Aos 14 anos, teve suas primeiras aulas de costura com uma vizinha, e por mais que não tenha aprendido todas as técnicas, foi um dos seus primeiros passos em direção à sua futura carreira. Por conta da falta de cursos que oferecessem qualquer tipo de contato com a moda, ao longo da sua infância e adolescência, foi se cercando de pessoas que estivessem minimamente atreladas a esse mundo, na intenção de se preparar para sua futura profissão.

“Desde criança gostava da forma com que as pessoas se vestiam e de me comunicar através da roupa”, comenta Sandro.

Mas foi o amor que uniu definitivamente Sandro com o estilismo. No caso, o amor de seu tio, Francisco, pela noiva, Marilu Frazão, uma estilista. Quando conheceu sua futura tia, Sandro estava fazendo o que sempre fazia: desenhando croquis. Ao vê-lo, Marilu confessou que era uma carreira desafiadora, mas tentaria arranjar uma vaga para ele na empresa onde trabalhava. Assim, pegou emprestado um papel e desenhou uma mulher com um vestido florido. Momento e esboço que Sandro guarda até hoje. 

Atualmente, quando se lembra deste dia, Sandro refere-se ao livro “Jornada do Herói”, de Joseph Campbell, colocando Marilu na figura de “mestre”, ou “sábio”, que ajuda o personagem principal a alcançar seus objetivos. Dito e feito. Aos 15 anos, Sandro se mudou para São Paulo, finalizou o Ensino Médio e arranjou seu primeiro emprego como confeiteiro para juntar dinheiro para o seu curso de Moda.“Eu comecei tudo muito jovem. Sempre soube o que eu queria, então eu comecei a trabalhar cedo para juntar grana e poder bancar a faculdade”, acrescenta o jovem estilista.
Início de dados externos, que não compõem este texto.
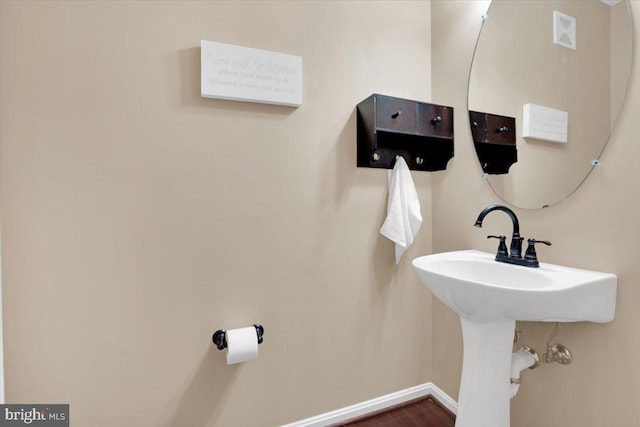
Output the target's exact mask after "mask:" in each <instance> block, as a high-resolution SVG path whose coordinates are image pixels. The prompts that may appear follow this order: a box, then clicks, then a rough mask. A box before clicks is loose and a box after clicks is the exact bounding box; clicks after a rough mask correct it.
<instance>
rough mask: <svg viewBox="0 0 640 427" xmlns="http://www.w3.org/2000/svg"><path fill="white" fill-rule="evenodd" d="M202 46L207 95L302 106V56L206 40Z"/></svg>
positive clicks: (217, 96)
Aos 17 anos, começou a cursar Moda, Estilismo e Coordenação no Senac, onde finalmente pôde ter contato com pessoas que de fato estavam atreladas à cadeia. Porém, nem eles foram capazes de ajudá-lo a conseguir um emprego na área. Com 18 anos, e de certificado na mão, Sandro demorou um ano para conseguir sua primeira oportunidade na área que almejava desde cedo. A cada vaga perdida, a justificativa era a mesma: “não tem perfil”. 

“Quando as pessoas me veem, elas falam que eu sou muito jovem e não tenho cara de ser um estilista porque eu tenho um perfil comum. As pessoas criam um estereótipo para quem trabalha com a moda e da forma com que ela se veste e se comunica, mas esses artifícios para um nordestino, gay e que cresceu em um lugar simples são quase inalcançáveis”, explica o maranhense.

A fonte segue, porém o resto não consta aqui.